Reputation: 105
I need to sort a CSV table by the column name. The data I get in CSV has various number of columns, but the column name is static. This is the data I have:
X,Blue,Black,Red,Green,Total
Thomas,2,0,0,0,2
Andy,0,1,0,0,1
Luise,0,0,2,1,3
Mark,1,0,0,1,2
Ronda,0,1,0,1,2
Pretty print:
X Blue Black Red Green Total
Thomas 2 0 0 0 2
Andy 0 1 0 0 1
Luise 0 0 2 1 3
Mark 1 0 0 1 2
Ronda 0 1 0 1 2
Normally I could just sort by row[5]
but if I get a table without any Greens, or a table with additional column - Yellow, it will no longer work.

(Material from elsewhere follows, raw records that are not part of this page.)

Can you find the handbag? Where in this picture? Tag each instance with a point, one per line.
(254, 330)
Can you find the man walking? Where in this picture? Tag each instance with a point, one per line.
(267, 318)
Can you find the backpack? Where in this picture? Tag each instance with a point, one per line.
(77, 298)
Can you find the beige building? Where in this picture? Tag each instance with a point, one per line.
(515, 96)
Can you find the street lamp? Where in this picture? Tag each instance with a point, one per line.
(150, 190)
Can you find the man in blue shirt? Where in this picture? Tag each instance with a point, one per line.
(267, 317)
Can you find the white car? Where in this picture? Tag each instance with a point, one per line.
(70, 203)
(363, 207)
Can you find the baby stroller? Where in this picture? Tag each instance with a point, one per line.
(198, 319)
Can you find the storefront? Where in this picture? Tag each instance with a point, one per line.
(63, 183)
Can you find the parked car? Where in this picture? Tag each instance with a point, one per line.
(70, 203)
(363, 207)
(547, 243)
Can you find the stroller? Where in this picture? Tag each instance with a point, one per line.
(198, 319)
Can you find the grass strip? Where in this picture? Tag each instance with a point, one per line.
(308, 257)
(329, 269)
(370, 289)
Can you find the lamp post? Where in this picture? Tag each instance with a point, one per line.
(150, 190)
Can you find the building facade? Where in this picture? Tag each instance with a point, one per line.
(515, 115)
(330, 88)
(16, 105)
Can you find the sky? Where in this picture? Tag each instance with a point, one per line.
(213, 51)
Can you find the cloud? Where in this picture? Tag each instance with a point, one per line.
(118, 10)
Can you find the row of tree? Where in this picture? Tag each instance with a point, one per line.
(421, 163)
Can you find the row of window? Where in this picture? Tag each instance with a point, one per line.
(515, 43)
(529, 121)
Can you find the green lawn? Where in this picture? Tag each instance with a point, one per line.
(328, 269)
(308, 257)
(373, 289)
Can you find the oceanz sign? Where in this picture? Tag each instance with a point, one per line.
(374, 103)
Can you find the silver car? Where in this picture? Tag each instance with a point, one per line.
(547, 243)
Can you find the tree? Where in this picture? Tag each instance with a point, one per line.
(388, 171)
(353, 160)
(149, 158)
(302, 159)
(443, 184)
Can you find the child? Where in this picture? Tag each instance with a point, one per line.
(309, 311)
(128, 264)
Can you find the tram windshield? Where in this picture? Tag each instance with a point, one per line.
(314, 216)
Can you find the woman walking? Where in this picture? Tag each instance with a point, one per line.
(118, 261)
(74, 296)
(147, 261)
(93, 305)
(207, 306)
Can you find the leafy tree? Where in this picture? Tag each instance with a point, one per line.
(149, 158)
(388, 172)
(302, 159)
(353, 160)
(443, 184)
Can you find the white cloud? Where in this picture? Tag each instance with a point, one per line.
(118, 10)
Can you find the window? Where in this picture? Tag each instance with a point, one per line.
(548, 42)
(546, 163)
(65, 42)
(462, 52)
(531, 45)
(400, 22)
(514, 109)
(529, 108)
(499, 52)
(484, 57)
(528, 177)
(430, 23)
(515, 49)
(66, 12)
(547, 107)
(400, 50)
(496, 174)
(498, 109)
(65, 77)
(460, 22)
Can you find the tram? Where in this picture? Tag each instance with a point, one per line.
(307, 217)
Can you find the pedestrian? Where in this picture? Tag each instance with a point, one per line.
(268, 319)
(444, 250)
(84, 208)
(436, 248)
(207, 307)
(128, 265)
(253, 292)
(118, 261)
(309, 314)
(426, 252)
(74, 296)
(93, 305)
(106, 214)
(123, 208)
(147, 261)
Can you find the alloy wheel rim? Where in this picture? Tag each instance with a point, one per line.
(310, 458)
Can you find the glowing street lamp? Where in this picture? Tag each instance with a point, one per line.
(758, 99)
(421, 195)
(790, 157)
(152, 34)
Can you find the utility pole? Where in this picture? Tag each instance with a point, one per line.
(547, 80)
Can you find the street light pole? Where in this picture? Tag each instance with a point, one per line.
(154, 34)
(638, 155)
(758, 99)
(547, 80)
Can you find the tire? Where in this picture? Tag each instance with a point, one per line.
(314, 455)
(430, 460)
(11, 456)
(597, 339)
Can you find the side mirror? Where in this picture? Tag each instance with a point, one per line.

Therefore the question is, how can I sort this CSV file by the column named Total
?
Can only use core python modules, no pandas. :(
Upvotes: 7
Views: 12668
Reputation: 46759
If you need to sort using a column name, it would be best to read your file using a Python csv.DictReader()
object as follows:
import csv
with open('input.csv', 'r', newline='') as f_input:
csv_input = csv.DictReader(f_input)
data = sorted(csv_input, key=lambda row: (row['Total'], row['X']))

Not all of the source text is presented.